DALLAS -- Inside middle school walls, it's a time of change.
One of the biggest, you often don’t see. It’s in the brain.
“During adolescence the brain changes more than any other time in life except infancy,” said Dr. Jaque Gamino with the Center for Brain Health in Dallas.
She is teaching 70 teachers and staff at Thomas Edison Middle Learning Center in Dallas to brain train - not what to teach, but how to teach - all based on a program called Strategic Memory Advanced Reasoning Training (SMART).
“We box kids in and say, 'This is what I want you to learn, and this is the way I want you to think,'" said reading teacher Timothy Bennett. "We don't need that anymore."

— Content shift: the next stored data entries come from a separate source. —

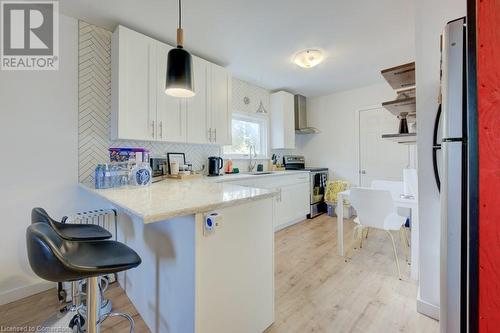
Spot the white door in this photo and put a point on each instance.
(197, 107)
(380, 158)
(171, 118)
(220, 101)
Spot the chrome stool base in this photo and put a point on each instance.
(67, 319)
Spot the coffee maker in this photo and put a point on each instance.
(214, 166)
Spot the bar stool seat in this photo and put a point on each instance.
(62, 260)
(68, 231)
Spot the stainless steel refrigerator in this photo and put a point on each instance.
(451, 164)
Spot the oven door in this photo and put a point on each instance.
(318, 186)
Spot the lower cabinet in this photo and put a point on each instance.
(235, 271)
(292, 205)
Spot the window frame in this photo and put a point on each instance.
(263, 121)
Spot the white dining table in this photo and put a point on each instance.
(412, 204)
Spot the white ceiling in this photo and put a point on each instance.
(256, 39)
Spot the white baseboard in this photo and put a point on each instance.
(428, 309)
(25, 291)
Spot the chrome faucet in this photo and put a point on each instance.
(251, 161)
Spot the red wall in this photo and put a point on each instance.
(488, 66)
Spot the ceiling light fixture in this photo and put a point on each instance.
(179, 81)
(308, 58)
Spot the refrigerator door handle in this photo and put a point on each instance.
(435, 147)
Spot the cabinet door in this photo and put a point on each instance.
(235, 270)
(171, 118)
(198, 121)
(133, 85)
(220, 104)
(294, 204)
(301, 200)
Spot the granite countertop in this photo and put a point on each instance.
(173, 198)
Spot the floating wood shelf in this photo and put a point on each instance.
(407, 139)
(403, 105)
(400, 77)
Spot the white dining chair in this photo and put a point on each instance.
(375, 209)
(397, 189)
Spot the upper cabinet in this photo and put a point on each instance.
(133, 77)
(220, 105)
(142, 111)
(282, 120)
(196, 108)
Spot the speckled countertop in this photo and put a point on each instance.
(173, 198)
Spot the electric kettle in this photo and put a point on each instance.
(214, 165)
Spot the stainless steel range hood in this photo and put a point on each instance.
(301, 117)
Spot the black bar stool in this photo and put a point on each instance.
(55, 259)
(72, 232)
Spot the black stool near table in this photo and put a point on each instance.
(63, 252)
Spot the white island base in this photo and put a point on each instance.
(192, 282)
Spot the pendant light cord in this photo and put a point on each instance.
(180, 15)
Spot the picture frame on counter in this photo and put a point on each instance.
(180, 158)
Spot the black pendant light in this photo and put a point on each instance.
(179, 82)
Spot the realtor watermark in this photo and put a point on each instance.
(35, 329)
(30, 35)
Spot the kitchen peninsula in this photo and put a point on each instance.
(193, 279)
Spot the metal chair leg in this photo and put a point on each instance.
(93, 305)
(395, 253)
(358, 235)
(406, 249)
(120, 314)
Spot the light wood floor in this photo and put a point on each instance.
(316, 290)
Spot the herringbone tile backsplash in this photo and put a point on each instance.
(94, 107)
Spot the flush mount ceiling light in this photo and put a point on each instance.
(308, 58)
(179, 81)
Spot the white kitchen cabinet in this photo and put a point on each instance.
(133, 75)
(170, 116)
(282, 120)
(235, 271)
(220, 105)
(293, 201)
(142, 111)
(198, 121)
(293, 205)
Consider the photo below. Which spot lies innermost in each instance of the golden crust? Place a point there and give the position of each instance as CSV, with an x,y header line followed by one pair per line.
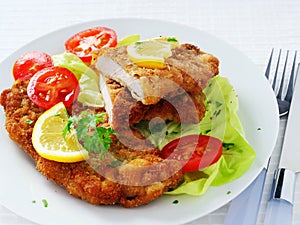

Bennett said the biggest change is what's called "top-down processing." That means give the students the big picture first, and details next.
Research shows our brain works better that way, and yet it's opposite of what's put in most schools.
“I'm going to show you the whole thing. We're not going to put it together and watch it work, we're going to see it working and then take it apart and go, 'This is what makes it work,'" Bennett said.
Middle school students are required to do higher-level thinking. Yet, Gamino said they often get lost in the facts.
“Kids are overwhelmed with information -- they get it from any and every place and they don't know how to sift through it,” Gamino said.
So by training teachers to think differently about teaching that information, the Center for Brain Health believes the classroom will transform.
“We've always taught our kids strategies -- every school in the district teaches strategies for learning this skill," Gamino said. "Now we're learning. Let's not deal with strategies, let's teach them to think."
“The test scores will go up, students will be more empowered and motivated to enjoy learning, and to know how to get the most out of classes,” said Brent Christopher with the Communities Foundation of Texas.
He is paying for this pilot program in DISD based on proven results in other states. So far, the program has put 200 teachers and 15,000 students to work.
Looking at the TAKS results for those kids, sometimes the SMART kids see a 50 percent improvement from before.
“There is not one correct answer; there are many. There are wrong answers, but there are many correct answers,” Gamino said.
“We're going to go from 'You have a right or wrong,' to 'Okay, that's good, but let's think about that. Tell me why you picked that,'” Bennett said.
Thomas Edison is the first entire school to do the training. If the grant is successful, it could expand from there.